Round using SIMD block commands with calculation of 4 blocks simultaneously

```
.macro gostround4 x_in, x_out, rkey
fill.w $w0, t0 /* key -> Vi */
addv.w $w1, $w0, \x_in /* key[0] + n1 = x */
srli.b $w3, $w1, 4 /* $w1 >> 4 */
and.v $w4, $w1, $w16 /* x 4 x 0*/
and.v $w5, $w1, $w17 /* 6 x 2 x*/
and.v $w6, $w3, $w17 /* 7 x 3 x */
and.v $w7, $w3, $w16 /* x 5 x 1 */
lw t0, \rkey * 4(a2) /* next key -> t0 */
or.v $w4, $w6, $w4 /* 7 4 3 0 */
or.v $w5, $w5, $w7 /* 6 5 2 1 */
move.v $w6, $w5 /* 6 5 2 1 */
move.v $w7, $w4 /* 7 4 3 0 */
/* 7 x x 0 */
/* 6 x x 1 */
/* x 5 2 x */
/* x 4 3 x */
vshf.b $w4, $w8, $w8 /* substitute $w8 [7 0] */
and.v $w4, $w4, $w12
vshf.b $w5, $w9, $w9 /* substitute $w9 [6 1] */
and.v $w5, $w5, $w13
vshf.b $w6, $w10, $w10 /* substitute $w10 [5 2] */
and.v $w6, $w6, $w14
vshf.b $w7, $w11, $w11 /* substitute $w11 [4 3] */
and.v $w7, $w7, $w15
or.v $w4, $w4, $w5
or.v $w6, $w6, $w7
or.v $w4, $w4, $w6
srli.w $w1, $w4, 21 /* $w4 >> 21 */
slli.w $w3, $w4, 11 /* $w4 << 11 */
or.v $w1, $w1, $w3
xor.v \x_out, \x_out, $w1
.endm
```

### Brief conclusions

Using the SIMD-block of the Baikal-T1 processor allows achieving a data conversion rate of about 350 Mbit / s according to GOST 28147-89 algorithms, which is **two and a half** (!) Times higher than the implementation on standard commands.
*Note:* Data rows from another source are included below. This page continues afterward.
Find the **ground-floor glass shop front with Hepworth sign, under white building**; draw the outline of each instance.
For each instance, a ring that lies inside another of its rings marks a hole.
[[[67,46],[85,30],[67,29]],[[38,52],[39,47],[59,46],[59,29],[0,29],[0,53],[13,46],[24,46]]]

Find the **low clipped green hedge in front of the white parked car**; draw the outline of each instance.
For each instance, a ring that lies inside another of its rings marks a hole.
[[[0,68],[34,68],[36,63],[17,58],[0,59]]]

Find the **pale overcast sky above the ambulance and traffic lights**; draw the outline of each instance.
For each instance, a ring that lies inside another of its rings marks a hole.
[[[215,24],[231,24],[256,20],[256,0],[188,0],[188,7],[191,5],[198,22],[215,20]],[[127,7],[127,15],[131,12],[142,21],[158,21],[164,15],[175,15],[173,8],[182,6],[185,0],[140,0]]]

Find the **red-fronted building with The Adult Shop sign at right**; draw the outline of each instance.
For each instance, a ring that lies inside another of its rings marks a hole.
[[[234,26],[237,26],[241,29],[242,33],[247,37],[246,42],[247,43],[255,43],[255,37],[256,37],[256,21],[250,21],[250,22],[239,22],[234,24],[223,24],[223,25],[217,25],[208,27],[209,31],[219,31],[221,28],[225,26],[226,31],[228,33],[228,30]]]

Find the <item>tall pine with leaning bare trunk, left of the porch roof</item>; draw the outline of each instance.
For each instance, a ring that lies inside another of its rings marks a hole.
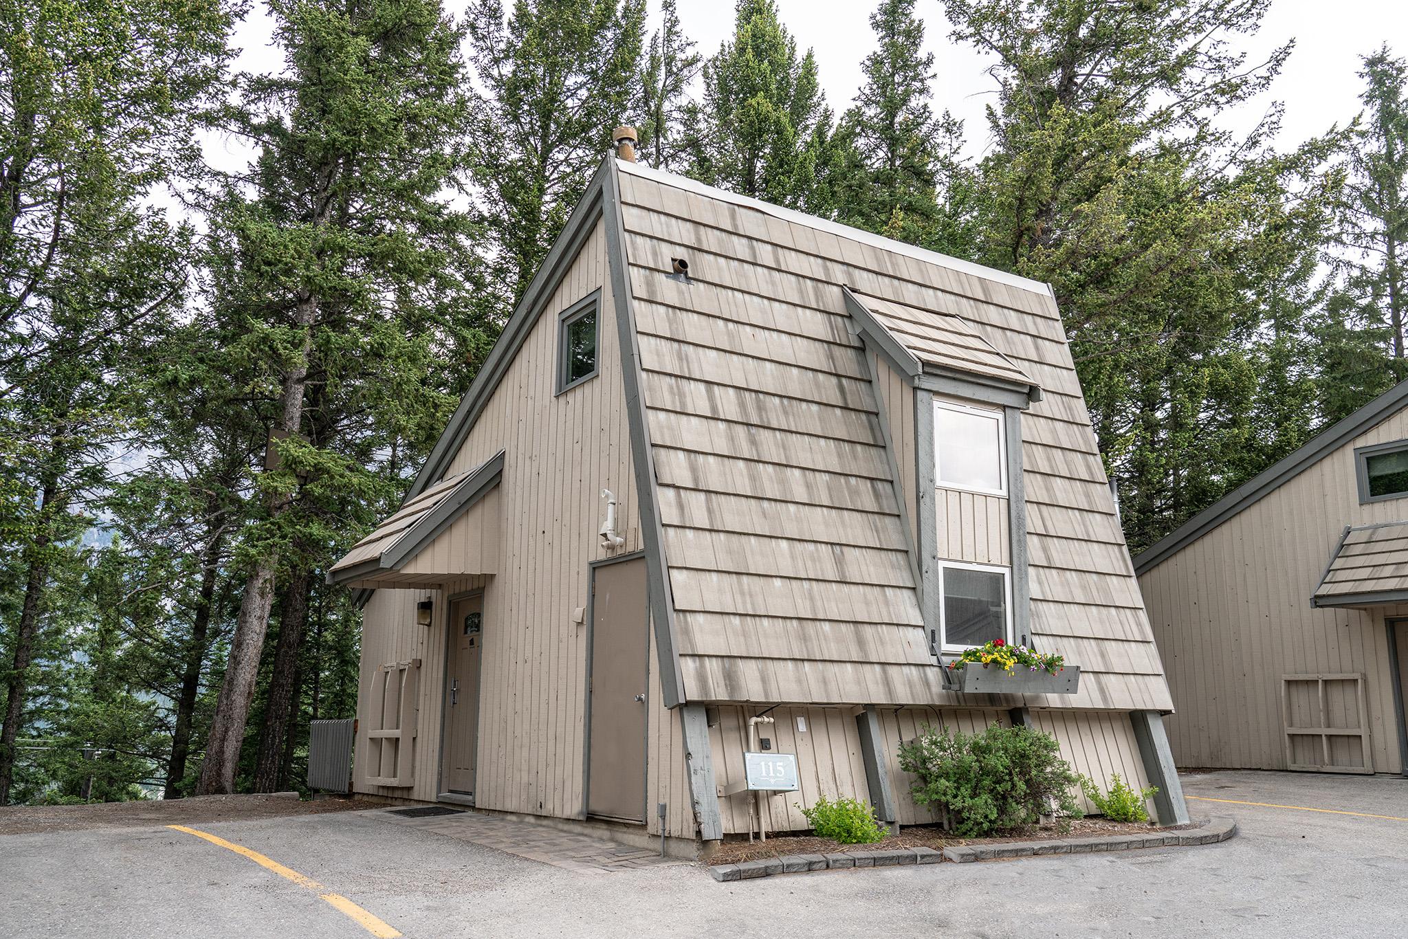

Since this processor has two cores, it is theoretically possible to encrypt a stream at a speed of ~ 700 Mbit / s. At least the test implementation of IPsec, with encryption according to GOST 28147-89, showed the channel throughput of ~ 400 Mbps on a duplex.